A major bottleneck to introgression of the R-genes from S. pinnatisectum is the reproductive barrier between Solanum pinnatisectum and cultivated diploid potato. To address this, we have used bridge parents (MSJJ1821-01F2-049 and MSJJ1821-01F2-049-121) derived from Solanum verrucosum background, which facilitate successful crosses with S. pinnatisectum. Marker-assisted selection confirmed Rpi2 gene introgression in the progeny, providing a practical pathway for transferring this novel resistance gene into diploid potato germplasm. By pyramiding multiple R genes in our diploid potato germplasm, this research will contribute to addressing the challenge of durability against a rapidly evolving pathogen. Ultimately, this research advances potato breeding by developing diploid germplasm with broad-spectrum, durable resistance, a crucial step toward global food security and sustainable potato production.

Gashaw Belay Alemu (best poster)

Research: Unlike most crops, potatoes aren’t propagated from true seed, but rather clonally by planting tubers or tuber pieces, known as seed tubers. However, seed tubers can transmit numerous diseases that cause substantial yield loss for growers. In the cool highland tropics, the most destructive tuber-transmitted disease is bacterial wilt (also called brown rot), caused by the bacterium Ralstonia. 

Potato brown rot caused by African Ralstonia was long present in Madagascar, causing only minor yield losses. However, in the early 2000s potato growers in Madagascar experienced a devastating outbreak that severely reduced potato yields. Genetic testing revealed that a new outbreak was caused by a highly virulent pandemic Ralstonia strain that originated in the South American Andes, where it co-evolved with potato. 

I wanted to understand how the South American Ralstonia spread so fast and caused so much damage in Madagascar.  Was it a better pathogen than the African strain? I tested this hypothesis by inoculating growth chamber potato plants with the South American and the native African strain from Madagascar alone or together. 
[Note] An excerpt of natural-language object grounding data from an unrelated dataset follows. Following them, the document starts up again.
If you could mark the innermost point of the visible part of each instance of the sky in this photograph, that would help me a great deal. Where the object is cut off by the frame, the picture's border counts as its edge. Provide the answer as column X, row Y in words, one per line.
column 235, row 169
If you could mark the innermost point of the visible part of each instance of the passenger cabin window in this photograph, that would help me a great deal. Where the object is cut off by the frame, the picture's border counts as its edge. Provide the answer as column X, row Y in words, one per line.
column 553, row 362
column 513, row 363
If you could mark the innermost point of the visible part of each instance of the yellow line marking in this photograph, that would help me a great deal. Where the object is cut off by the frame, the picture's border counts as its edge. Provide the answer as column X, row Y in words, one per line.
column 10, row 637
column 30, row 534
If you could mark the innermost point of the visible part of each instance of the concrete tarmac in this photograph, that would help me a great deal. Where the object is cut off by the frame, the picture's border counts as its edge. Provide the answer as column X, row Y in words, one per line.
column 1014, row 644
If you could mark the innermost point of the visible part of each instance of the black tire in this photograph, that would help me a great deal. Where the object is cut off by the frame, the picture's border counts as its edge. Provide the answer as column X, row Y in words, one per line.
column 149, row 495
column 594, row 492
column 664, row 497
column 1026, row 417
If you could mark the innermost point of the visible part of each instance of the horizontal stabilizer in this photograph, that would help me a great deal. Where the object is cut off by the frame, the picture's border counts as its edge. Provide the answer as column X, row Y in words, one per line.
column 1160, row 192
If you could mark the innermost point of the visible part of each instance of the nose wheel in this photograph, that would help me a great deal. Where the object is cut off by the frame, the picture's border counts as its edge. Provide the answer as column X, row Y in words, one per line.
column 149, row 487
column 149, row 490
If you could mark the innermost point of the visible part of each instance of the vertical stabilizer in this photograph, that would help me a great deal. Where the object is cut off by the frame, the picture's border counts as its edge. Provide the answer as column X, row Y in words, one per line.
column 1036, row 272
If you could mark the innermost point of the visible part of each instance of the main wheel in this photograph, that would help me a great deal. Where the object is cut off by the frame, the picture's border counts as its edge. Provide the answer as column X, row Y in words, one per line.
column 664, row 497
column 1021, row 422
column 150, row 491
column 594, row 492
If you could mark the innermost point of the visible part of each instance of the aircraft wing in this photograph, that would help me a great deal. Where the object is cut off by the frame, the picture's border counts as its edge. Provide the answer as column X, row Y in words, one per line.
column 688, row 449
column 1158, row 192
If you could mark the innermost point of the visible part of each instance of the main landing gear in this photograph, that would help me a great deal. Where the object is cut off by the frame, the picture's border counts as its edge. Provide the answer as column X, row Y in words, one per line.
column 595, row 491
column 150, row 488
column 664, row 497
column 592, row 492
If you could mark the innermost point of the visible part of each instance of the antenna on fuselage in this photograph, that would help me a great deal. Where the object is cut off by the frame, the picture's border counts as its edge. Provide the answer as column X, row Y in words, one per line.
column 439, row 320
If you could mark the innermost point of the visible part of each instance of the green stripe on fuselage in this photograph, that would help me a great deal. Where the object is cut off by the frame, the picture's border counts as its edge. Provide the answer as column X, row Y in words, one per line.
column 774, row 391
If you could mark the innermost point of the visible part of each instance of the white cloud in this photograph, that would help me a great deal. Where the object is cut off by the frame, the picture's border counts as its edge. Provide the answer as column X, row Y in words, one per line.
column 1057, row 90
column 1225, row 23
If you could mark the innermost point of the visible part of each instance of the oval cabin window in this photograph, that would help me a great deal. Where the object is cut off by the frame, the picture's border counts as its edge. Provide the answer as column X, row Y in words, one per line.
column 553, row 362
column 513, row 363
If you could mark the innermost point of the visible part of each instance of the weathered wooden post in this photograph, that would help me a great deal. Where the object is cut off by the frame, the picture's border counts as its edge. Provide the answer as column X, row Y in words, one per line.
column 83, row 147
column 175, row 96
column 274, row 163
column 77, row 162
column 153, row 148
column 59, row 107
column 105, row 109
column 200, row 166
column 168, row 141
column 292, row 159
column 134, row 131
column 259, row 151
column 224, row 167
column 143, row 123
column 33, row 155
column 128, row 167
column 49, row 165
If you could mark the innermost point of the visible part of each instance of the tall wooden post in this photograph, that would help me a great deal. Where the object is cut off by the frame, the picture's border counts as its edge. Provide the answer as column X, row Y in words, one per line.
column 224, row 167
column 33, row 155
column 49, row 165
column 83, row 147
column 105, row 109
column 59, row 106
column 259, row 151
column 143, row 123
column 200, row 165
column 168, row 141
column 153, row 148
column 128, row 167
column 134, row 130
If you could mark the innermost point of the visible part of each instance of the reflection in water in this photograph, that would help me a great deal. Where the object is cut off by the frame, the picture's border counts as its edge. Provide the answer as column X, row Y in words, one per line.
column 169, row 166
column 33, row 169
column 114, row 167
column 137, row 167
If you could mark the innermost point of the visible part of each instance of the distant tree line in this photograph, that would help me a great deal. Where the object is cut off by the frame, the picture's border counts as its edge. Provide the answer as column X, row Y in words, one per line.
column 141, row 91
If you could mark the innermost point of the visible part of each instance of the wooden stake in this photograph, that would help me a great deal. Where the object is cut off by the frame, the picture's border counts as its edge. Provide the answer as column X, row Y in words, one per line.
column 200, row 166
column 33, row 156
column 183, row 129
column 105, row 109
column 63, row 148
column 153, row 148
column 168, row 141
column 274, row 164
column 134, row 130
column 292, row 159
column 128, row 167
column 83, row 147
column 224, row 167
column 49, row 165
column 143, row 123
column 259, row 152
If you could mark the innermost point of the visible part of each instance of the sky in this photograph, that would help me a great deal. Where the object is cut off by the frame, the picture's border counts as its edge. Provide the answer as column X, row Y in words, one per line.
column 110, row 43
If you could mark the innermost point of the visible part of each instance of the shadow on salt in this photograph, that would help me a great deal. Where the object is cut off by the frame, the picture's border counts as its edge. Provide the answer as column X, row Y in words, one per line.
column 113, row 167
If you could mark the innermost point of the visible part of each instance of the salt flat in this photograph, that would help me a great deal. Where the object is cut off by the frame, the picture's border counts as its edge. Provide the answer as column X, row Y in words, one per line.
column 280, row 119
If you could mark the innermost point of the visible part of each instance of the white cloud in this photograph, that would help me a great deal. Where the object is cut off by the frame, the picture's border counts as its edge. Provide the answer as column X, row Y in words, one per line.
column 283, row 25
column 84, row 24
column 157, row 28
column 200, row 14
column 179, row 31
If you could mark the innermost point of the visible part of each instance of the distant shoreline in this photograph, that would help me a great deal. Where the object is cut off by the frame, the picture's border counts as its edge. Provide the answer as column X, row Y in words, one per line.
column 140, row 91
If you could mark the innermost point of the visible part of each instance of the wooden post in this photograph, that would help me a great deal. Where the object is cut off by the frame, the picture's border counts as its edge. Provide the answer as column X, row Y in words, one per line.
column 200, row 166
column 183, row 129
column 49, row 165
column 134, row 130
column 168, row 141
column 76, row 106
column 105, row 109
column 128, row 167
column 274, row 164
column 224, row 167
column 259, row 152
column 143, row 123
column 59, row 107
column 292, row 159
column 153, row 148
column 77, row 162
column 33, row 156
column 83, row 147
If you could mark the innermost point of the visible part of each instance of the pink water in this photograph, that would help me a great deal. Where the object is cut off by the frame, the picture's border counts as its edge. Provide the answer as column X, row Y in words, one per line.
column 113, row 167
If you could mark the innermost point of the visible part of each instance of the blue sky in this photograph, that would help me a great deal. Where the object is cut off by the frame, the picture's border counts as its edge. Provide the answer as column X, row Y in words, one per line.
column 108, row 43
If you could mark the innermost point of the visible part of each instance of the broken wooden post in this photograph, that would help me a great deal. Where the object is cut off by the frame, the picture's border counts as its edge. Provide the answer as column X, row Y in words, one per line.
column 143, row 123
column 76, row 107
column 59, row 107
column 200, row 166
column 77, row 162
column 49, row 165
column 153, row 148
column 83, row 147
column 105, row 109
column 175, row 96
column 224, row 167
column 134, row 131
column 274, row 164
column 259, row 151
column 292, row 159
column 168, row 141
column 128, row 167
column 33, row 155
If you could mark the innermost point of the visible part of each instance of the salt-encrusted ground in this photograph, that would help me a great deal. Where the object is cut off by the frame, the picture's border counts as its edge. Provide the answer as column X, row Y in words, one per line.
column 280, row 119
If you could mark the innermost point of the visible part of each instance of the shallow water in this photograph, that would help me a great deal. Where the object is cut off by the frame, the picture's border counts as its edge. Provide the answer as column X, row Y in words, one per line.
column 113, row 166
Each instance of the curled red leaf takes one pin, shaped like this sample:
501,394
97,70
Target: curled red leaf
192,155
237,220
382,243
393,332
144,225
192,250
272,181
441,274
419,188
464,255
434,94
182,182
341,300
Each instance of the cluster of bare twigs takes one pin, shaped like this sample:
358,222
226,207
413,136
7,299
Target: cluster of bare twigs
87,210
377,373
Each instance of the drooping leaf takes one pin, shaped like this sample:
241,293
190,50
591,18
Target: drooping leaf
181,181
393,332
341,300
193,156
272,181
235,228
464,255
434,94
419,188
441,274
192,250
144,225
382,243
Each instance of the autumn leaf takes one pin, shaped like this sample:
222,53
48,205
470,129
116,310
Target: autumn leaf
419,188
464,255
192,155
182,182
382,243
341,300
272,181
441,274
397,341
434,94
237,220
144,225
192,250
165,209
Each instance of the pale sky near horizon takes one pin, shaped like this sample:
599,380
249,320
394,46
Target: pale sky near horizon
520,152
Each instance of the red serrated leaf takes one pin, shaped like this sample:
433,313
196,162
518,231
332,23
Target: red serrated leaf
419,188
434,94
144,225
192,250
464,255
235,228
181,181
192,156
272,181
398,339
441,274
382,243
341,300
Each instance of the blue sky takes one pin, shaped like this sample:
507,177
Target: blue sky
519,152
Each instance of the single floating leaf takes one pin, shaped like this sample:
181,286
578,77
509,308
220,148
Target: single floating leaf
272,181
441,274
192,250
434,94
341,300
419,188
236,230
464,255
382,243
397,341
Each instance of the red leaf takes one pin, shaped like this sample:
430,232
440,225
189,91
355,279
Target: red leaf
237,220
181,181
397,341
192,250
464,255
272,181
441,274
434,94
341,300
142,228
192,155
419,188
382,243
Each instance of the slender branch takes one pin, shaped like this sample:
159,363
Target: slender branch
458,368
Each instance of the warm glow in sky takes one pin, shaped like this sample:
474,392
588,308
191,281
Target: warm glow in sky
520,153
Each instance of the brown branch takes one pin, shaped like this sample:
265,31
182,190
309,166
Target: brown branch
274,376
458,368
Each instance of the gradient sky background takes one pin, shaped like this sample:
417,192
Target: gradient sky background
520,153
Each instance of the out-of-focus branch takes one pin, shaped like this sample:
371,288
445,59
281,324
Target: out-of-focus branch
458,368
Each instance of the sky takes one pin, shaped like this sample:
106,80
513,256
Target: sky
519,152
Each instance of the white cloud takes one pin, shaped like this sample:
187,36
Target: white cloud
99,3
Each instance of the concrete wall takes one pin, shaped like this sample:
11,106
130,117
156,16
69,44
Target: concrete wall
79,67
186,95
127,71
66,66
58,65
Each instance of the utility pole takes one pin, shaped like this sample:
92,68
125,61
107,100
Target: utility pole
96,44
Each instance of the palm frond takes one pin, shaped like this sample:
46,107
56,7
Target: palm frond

My experiments showed the South American Ralstonia causes more disease at the cool temperatures typical of tropical highlands. Most importantly, the South American Ralstonia was more easily transmitted through infected seed tubers. While both strains caused latent (symptomless) infections, the South American strain was better at colonizing the potato tubers of asymptomatic plants. Despite reaching high population sizes in potato stems, the African Ralstonia strain very rarely colonized tubers, suggesting how the Andean pandemic lineage of Ralstonia strain displaced endemic Ralstonia strains in Madagascar.

We believe the South American strain spreads silently and efficiently through infected seed tubers, which are often exchanged from farmer to farmer in Africa. When the two strains were present together, the pandemic strain outcompeted the African endemic strain in potato tubers. This project highlights an important point that asymptomatic dissemination depends strongly on the type of Ralstonia strain involved in the epidemics. 

These findings explain the mystery of the Madagascar epidemic. More broadly, my results highlight the critical importance of robust seed certification systems, international pathogen monitoring, and strict quarantine measures to prevent the spread of highly aggressive and invasive pathogens like South American Ralstonia.